We all, and particularly those of us who are members of the Dublin City Council, are well aware of the necessity for an additional number of houses in the city. If there is one thing more painful than another to a councillor it is to have people coming to him and telling him that they are living with two, three or four, children in one room. If this motion had simply been that the Dáil was of opinion that a large number of extra houses for Dublin was necessary, we would all be in complete agreement with it.

I cannot regard this motion as a candid or frank one. It is divided roughly into two parts. The first is, that 20,000 houses are necessary. The second part of it amounts to a vote of censure on the Government for its failure. In neither of these directions is the motion true or necessary. As a matter of fact, the Dublin Corporation has planned for the erection of the necessary number of houses within the shortest possible period, and, of course, that is only done on the condition and understanding that the Government will continue to give during the implementation of that scheme the support it has given to the housing problem from the day that it took office.
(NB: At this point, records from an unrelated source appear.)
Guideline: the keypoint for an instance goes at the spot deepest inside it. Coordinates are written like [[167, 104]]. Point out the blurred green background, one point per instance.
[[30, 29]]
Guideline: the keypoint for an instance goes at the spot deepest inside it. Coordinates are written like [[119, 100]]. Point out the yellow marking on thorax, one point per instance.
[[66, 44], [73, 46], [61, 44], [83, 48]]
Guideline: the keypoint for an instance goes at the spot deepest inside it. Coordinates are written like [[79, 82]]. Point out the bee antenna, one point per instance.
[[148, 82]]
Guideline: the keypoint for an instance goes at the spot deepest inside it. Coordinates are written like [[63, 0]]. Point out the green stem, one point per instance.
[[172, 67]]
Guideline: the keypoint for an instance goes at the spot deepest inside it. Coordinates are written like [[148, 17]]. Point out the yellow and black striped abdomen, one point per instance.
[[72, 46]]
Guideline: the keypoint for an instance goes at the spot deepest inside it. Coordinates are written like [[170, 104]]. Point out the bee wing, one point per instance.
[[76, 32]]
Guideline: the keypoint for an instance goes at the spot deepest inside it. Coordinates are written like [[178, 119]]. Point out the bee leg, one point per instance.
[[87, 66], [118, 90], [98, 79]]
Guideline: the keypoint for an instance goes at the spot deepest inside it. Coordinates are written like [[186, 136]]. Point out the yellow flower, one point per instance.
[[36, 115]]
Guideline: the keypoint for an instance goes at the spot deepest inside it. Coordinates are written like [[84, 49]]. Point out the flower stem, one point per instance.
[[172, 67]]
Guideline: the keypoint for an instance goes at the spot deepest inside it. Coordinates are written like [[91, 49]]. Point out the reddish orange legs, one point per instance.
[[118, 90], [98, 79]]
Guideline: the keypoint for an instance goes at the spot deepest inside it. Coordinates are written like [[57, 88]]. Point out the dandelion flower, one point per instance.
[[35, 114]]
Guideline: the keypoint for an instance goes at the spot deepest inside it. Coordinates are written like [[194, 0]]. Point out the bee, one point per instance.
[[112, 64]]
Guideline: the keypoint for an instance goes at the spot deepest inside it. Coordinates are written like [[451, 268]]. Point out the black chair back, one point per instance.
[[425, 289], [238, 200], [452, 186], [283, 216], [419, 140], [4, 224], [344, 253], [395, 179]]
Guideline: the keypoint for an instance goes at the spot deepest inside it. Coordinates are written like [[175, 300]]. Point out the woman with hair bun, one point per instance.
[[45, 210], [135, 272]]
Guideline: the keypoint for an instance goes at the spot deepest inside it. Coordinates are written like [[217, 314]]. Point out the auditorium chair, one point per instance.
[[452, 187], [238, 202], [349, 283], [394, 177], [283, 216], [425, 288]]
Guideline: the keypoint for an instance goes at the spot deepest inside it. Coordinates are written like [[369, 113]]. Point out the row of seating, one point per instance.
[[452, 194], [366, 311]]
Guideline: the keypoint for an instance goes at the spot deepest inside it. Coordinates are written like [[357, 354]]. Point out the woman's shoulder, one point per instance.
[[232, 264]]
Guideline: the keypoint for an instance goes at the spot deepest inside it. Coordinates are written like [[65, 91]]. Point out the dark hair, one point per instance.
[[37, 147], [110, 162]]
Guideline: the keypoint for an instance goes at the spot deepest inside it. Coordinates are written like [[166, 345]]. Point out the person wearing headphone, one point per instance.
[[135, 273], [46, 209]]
To be candid, I think the statement that 20,000 houses are necessary is an overstatement. Thank God, in this city our people, on the whole, have a Christian way of living, and the normal Christian family is the standard here— that is a family of four children, with the father and mother making six. On that basis, 20,000 houses would make provision for the housing of 120,000 people or practically half the population of Dublin. Therefore, I think that is definitely, on the face of it, an overstatement. These are the only two points covered in the motion. Nine-tenths of the speech of Deputy Dockrell was completely outside the motion. He dealt with things that are useful and informative, but what he said should have been said not on this motion but on some other. Of course, it is now a very popular thing to say that the poor are in need of housing and that we require 20,000 houses.

That is an excellent piece of propaganda, but candidly I am afraid there is a good deal of propaganda in it. We are all sympathetic and we all agree that more houses are needed. I think the majority of us believe that these houses are being provided as quickly as it is possible to provide them in existing circumstances. When I first became a member of the Dublin Corporation, shortly after the Fine Gael Government had gone out of office, I found a very sad state of affairs existing, sadder even than the present position after five years of war. I found it very hard to get a family housed at that time, a family that had less than seven children. But a gradual improvement—possibly the word "gradual" is not the right word to use; I should say a rapid improvement—set in.

The Deputy might now move the adjournment of the debate.

Debate adjourned.
The Dáil adjourned at 9 p.m. until 3 p.m., Wednesday, 14th February, 1945.